Despite having access since 2013 no Irish beef has been sent to Iran

Despite Ireland having access to the Iranian beef market since 2013, the Minister for Agriculture, Michael Creed, has said that no beef exports have taken place due to current unfavourable trading conditions.

The Iranian market is open for the importation of beef and sheepmeat from Ireland as we have agreed veterinary health certificates with Iran for both commodities, he said.

“The agreement on the beef certificate dates back to 2013 while the sheepmeat certificate was agreed earlier in 2016, following on from the trade mission to Iran, which was led by my Department and Bord Bia.
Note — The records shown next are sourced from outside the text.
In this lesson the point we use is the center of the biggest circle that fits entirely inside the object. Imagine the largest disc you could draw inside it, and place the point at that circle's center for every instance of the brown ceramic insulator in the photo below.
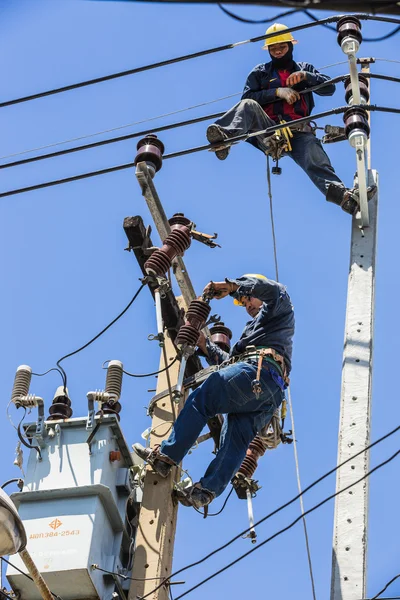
(60, 409)
(174, 245)
(255, 450)
(356, 118)
(348, 27)
(195, 319)
(150, 149)
(110, 409)
(221, 336)
(364, 88)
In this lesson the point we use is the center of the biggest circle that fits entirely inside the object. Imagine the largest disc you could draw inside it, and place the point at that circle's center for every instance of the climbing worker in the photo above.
(275, 92)
(247, 388)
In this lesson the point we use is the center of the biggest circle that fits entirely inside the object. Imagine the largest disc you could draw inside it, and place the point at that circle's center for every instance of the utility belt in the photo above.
(260, 354)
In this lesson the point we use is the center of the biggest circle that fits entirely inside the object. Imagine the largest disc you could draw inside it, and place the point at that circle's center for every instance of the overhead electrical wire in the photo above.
(96, 337)
(279, 509)
(386, 587)
(26, 575)
(233, 140)
(208, 51)
(292, 524)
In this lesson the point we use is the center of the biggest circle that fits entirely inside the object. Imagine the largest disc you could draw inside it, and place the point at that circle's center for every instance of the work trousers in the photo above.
(247, 117)
(229, 392)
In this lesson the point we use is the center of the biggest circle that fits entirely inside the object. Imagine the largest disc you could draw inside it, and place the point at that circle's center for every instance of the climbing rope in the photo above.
(296, 457)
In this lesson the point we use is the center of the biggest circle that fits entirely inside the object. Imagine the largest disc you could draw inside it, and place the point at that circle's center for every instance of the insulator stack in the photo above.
(364, 89)
(22, 382)
(255, 450)
(356, 122)
(114, 387)
(221, 336)
(195, 319)
(349, 28)
(174, 245)
(61, 406)
(150, 150)
(114, 378)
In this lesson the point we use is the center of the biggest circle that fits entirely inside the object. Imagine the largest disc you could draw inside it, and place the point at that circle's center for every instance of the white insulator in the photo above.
(114, 378)
(22, 382)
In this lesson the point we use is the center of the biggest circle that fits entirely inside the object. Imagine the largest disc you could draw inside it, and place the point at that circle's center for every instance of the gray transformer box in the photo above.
(73, 506)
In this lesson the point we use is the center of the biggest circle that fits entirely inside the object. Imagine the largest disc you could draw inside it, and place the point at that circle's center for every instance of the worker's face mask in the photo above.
(285, 61)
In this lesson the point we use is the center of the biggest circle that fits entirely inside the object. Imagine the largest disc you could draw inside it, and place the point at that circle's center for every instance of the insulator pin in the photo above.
(150, 150)
(195, 319)
(61, 406)
(364, 89)
(349, 28)
(356, 122)
(22, 383)
(255, 450)
(175, 244)
(114, 378)
(221, 336)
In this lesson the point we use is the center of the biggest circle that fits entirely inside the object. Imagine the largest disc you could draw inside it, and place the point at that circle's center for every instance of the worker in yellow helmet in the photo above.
(248, 387)
(272, 95)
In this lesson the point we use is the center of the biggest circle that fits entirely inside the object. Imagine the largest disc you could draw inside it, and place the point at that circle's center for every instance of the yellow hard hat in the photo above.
(239, 302)
(280, 38)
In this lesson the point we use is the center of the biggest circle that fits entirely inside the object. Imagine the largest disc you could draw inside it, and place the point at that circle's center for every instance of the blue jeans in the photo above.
(247, 116)
(229, 392)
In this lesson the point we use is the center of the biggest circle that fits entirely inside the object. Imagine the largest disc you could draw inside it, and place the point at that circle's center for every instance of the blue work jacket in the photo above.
(261, 85)
(273, 327)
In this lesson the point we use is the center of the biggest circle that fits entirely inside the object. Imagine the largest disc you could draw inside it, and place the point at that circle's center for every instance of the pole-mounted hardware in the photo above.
(188, 336)
(21, 397)
(107, 398)
(150, 150)
(349, 39)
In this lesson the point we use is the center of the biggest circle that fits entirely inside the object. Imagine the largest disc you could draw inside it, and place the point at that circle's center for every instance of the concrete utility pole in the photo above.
(158, 513)
(350, 537)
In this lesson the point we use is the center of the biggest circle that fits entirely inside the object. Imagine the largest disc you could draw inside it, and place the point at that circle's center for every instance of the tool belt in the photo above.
(269, 355)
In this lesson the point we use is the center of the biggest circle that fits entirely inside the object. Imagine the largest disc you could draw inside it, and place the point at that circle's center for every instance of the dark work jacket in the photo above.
(273, 327)
(260, 88)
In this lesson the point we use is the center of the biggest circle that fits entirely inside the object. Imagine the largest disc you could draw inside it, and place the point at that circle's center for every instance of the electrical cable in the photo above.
(282, 507)
(26, 575)
(22, 439)
(208, 51)
(233, 140)
(281, 531)
(257, 21)
(386, 587)
(89, 135)
(15, 480)
(98, 335)
(129, 136)
(296, 459)
(220, 510)
(150, 374)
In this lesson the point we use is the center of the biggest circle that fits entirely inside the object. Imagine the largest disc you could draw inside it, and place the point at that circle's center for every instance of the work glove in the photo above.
(288, 95)
(296, 77)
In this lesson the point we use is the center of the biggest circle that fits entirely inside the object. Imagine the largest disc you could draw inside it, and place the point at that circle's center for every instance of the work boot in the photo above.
(215, 134)
(161, 463)
(347, 199)
(195, 496)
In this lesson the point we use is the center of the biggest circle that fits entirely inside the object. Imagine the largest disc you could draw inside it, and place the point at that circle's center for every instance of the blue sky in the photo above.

“Iran is the second largest consumer market in the Middle East and North Africa, after Egypt, with around 80m consumers.

“Economic growth there is expected to intensify following the recent easing of economic sanctions and so it could potentially be an important destination for Irish beef and sheepmeat in the future.”

Minister Creed said that his Department is constantly working in close collaboration with the industry, Bord Bia and the Department of Foreign Affairs and Trade in gaining access to third country markets for Irish meats.
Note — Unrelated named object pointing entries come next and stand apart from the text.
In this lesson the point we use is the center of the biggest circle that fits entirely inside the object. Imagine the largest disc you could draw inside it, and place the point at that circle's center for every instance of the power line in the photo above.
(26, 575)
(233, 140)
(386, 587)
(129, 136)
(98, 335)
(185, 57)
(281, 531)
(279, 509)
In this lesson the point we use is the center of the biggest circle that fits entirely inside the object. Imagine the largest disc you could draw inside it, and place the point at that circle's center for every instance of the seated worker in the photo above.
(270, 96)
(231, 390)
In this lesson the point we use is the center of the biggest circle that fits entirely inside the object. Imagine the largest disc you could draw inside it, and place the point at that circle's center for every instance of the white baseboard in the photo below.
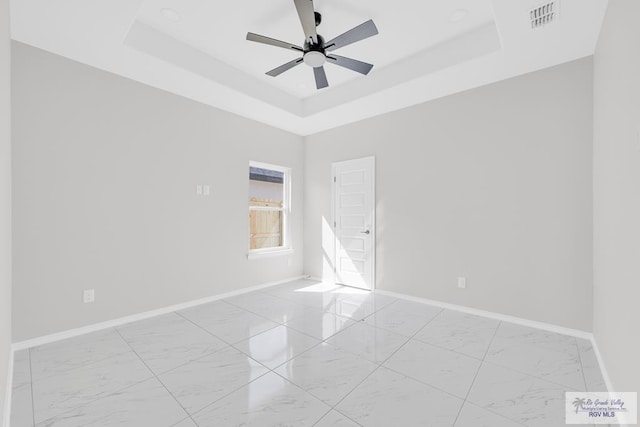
(46, 339)
(491, 315)
(6, 413)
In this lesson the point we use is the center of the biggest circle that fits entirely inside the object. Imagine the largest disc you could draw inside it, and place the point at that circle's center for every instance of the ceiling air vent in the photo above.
(544, 14)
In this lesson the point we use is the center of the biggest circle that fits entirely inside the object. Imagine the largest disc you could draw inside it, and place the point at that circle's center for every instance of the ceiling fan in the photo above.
(315, 51)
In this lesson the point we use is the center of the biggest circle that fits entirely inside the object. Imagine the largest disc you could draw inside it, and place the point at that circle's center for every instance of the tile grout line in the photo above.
(477, 372)
(33, 405)
(380, 364)
(152, 373)
(584, 377)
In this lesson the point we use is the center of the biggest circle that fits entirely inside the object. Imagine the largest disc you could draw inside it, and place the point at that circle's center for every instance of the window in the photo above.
(268, 207)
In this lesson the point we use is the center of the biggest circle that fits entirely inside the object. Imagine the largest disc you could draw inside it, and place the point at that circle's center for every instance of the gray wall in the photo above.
(493, 184)
(105, 175)
(5, 200)
(617, 194)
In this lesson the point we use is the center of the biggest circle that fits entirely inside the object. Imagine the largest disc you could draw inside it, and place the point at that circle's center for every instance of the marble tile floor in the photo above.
(305, 354)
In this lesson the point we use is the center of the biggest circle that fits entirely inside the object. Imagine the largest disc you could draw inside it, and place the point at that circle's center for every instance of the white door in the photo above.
(354, 222)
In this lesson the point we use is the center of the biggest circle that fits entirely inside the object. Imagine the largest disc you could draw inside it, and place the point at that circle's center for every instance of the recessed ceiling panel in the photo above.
(220, 28)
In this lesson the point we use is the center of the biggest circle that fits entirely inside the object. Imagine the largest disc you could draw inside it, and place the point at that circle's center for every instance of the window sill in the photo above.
(269, 253)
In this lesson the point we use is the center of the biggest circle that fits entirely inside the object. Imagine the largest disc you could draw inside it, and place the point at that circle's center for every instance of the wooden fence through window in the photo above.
(265, 226)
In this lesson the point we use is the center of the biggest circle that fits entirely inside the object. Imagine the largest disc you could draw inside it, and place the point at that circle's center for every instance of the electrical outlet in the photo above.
(89, 295)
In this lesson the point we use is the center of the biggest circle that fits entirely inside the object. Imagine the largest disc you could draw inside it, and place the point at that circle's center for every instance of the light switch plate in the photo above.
(89, 295)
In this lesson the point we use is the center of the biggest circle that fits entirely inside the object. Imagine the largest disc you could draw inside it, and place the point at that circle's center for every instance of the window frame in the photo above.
(285, 209)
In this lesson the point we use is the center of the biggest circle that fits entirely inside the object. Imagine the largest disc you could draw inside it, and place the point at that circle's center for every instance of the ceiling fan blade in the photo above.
(273, 42)
(321, 77)
(307, 19)
(361, 32)
(284, 67)
(352, 64)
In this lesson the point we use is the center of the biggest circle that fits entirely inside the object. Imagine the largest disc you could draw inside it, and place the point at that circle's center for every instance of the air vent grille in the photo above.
(544, 14)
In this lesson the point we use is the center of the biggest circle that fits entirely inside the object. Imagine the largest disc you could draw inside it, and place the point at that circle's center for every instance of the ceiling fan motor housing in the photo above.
(314, 55)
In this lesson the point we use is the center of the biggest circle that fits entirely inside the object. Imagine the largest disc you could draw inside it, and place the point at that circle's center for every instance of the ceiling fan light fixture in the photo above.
(458, 15)
(314, 59)
(170, 14)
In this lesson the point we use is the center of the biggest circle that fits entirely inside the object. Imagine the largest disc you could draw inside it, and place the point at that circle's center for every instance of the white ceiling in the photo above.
(420, 54)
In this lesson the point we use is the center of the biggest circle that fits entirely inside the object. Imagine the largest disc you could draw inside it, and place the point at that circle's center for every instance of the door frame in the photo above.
(373, 218)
“The importance of market access is recognised by Food Wise 2025 and has been given an added impetus by the results of the UK referendum on Brexit.

“It is important to have as many alternative markets available to our exporters as possible,” he said.

Trade with Iran

Ireland’s food and beverage exports to Iran in 2015 amounted to €3.6m consisting mainly of juices, butter and prepared foods, according to Bord Bia.

While exports of dairy produce including infant formula were a feature in the past this trade has suffered in recent years.

Access for Irish beef secured in April 2012 and agreement reached on veterinary certificates in 2013.

Earlier this year, Irish sheepmeat exports were given the green light to be exported to Iran following an agreement with the relevant Iranian authorities.